SQLAlchemy ORM has some features that would simplify your task. It looks like you need to reinvent some wheels already present at the ORM level: "I have a method called getuser that searches for a user in db (by name or id), retrieves the user string and encapsulates it with the user class" - this is what does ORM do.
With ORM, you have a session that, among other things, serves as a cache for ORM objects, so you can avoid loading the same model more than once per transaction. You will find that you need to load the User object to authenticate the request anyway, so not querying the table at all is probably not an option.
You can also configure some attributes lazily loaded , so some rarely required or bulky properties are loaded only when accessing them
You can also set up high-load relationships in a single request, which can save you from hundreds of small individual requests. I mean, in your current design, how many requests will be triggered below:
for user in get_all_users(): print user.get_avatar_uri() print user.get_name() print user.get_about()
from your description, it looks like you might need a 1 + request (num_users * 3). With SQLMalchemy ORM, you can load everything in one query.
Conclusion: selecting one object from the database by its primary key is a reasonably cheap operation, you should not worry about it if you do not create something the size of facebook. What you need to worry about is making hundreds of small individual queries where one larger query will suffice. This is an area where SQLAlchemy ORM is very, very good.
Now, regarding "whether you should spend time creating a user object and looking for a row of users when they donโt even use the extracted data, but just want to make changes to a subset of the columns" - I understand that you are thinking of something like
class ChangePasswordForm(...): def _change_password(self, user_id, new_password): session.execute("UPDATE users ...", user_id, new_password) def save(self, request): self._change_password(request['user_id'], request['password'])
vs
class ChangePasswordForm(...): def save(self, request): user = getuser(request['user_id']) user.change_password(request['password'])

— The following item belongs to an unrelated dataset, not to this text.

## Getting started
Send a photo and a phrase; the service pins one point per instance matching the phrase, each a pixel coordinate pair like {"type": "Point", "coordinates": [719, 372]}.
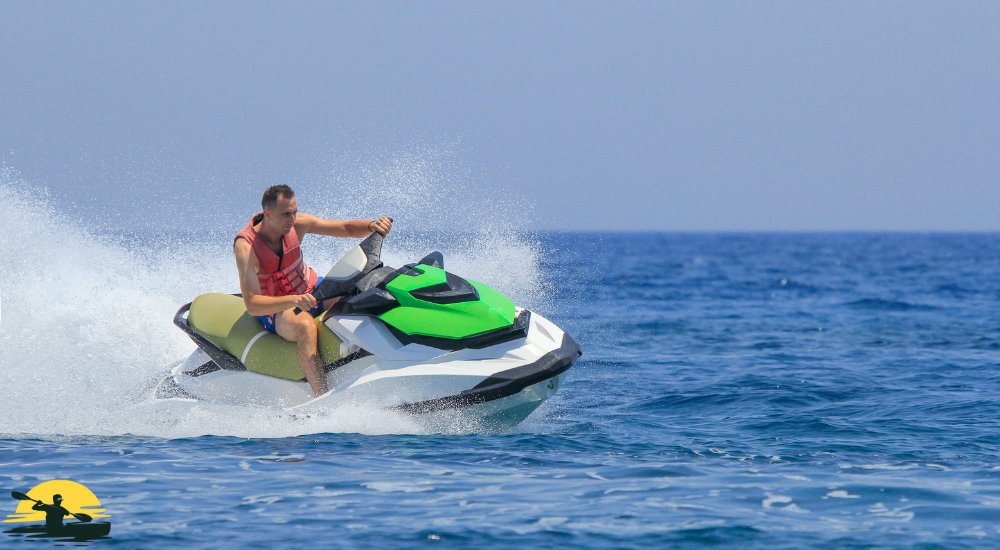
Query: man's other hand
{"type": "Point", "coordinates": [381, 225]}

In the previous example, only one query will be issued, the latter will have to issue a SELECT and build a User object, and then issue UPDATE. The latter may seem to be โmore efficient,โ but in a real application the difference may be negligible. In addition, often you will need to get an object from the database in any case, either for verification (the new password cannot be the same as the old password), verification of rights (user Molly allowed to edit the description of photo No. 12343?) Or logging.
If you think that the difference in the additional request will be important (millions of users constantly edit their profile images), then you probably need to do some profiling and see where the bottlenecks are.